FBXW2 Inhibits Prostate Cancer Progression and Metastasis Via Promoting EGFR Ubiquitylation and Degradation

Background: The process of ubiquitylation, carried out by a three-step enzymatic cascade, maintains the balance of intracellular proteins and the stability of their functions. FBXW2 is a novel F-box protein, and acts as a tumor suppressor gene in lung cancer by directly degrading substrates or regulating the other E3 ligases. However, whether or how FBXW2 regulates prostate cancer (PCa) tumorigenesis and progression is still unclear.Methods: The expression levels of FBXW2 in PCa tissues and matched non-tumor tissues were detected by immunoblotting and qPCR. Cell counting kit-8, wound-healing assay, invasion assay, apoptosis and cell cycle assays, and animal experiments were performed to identify the function of FBXW2 in PCa cells.
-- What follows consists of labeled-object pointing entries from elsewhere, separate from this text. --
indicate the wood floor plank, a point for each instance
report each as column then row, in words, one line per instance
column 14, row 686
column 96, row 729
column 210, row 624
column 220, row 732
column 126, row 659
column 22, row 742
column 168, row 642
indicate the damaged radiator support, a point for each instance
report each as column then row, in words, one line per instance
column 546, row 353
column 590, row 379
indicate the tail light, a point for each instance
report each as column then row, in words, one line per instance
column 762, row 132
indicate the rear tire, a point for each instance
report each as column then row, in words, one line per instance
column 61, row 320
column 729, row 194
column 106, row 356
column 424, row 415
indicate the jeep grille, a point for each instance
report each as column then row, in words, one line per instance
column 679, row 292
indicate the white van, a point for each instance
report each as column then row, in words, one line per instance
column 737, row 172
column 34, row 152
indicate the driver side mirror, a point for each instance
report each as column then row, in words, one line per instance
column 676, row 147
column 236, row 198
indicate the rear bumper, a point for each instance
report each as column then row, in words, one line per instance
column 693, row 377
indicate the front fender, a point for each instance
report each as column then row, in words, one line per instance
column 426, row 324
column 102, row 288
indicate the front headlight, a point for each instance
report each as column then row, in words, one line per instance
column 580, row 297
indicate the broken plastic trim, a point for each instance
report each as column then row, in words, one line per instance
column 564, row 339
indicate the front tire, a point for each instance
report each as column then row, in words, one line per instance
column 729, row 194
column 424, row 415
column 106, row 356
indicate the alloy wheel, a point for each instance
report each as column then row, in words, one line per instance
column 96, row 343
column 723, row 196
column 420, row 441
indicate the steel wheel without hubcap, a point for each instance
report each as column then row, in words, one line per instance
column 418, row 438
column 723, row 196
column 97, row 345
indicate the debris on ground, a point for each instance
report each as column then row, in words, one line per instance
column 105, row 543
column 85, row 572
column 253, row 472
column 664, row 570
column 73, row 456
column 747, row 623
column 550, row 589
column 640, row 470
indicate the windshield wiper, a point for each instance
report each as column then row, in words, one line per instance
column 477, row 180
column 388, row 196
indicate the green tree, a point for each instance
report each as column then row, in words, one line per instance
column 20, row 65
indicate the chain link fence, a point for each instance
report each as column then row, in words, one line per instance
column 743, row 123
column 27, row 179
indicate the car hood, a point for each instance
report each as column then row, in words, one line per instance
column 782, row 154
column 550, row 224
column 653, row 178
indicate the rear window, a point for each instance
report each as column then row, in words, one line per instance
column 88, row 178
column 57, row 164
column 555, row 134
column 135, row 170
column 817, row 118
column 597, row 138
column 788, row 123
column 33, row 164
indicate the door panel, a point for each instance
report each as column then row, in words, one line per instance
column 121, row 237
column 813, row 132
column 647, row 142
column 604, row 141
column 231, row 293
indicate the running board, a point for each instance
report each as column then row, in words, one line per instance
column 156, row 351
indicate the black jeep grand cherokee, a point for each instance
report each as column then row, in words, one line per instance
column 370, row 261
Half-life analysis, immunoprecipitation, and the in vivo ubiquitylation assay were performed to determine how FBXW2 regulates EGFR and its downstream signaling pathway.Results: FBXW2 expression was lowly expressed in highly-progressive PCa tissues and PCa cell lines. Augmented FBXW2 expression suppressed PCa cell progression and metastasis by repressing EGFR downstream proteins, while FBXW2 depletion had opposite effects. Overexpression of FBXW2 inhibited tumor growth, and even osteolytic bone destruction. Furthermore, FBXW2 and EGFR protein levels were inversely correlated in PCa cell lines and patient tumor tissues. EGFR protein level and its half-life was extended by FBXW2 depletion. While the basal level of EGFR was decreased, and its half-life was shortened upon overexpression of FBXW2-WT but not its dominant negative mutant. Intriguingly, FBXW2 promoted EGFR ubiquitylation and degradation via its binding motif (TSNNST) on EGFR, thereby elevated FBXW2 abrogated the PCa cell growth and metastasis caused by EGF stimulation.Conclusions: Collectively, our data shows that FBXW2 inhibits PCa cell progression and metastasis by promoting EGFR ubiquitylation and degradation, and would be a novel tumor suppressor for PCa.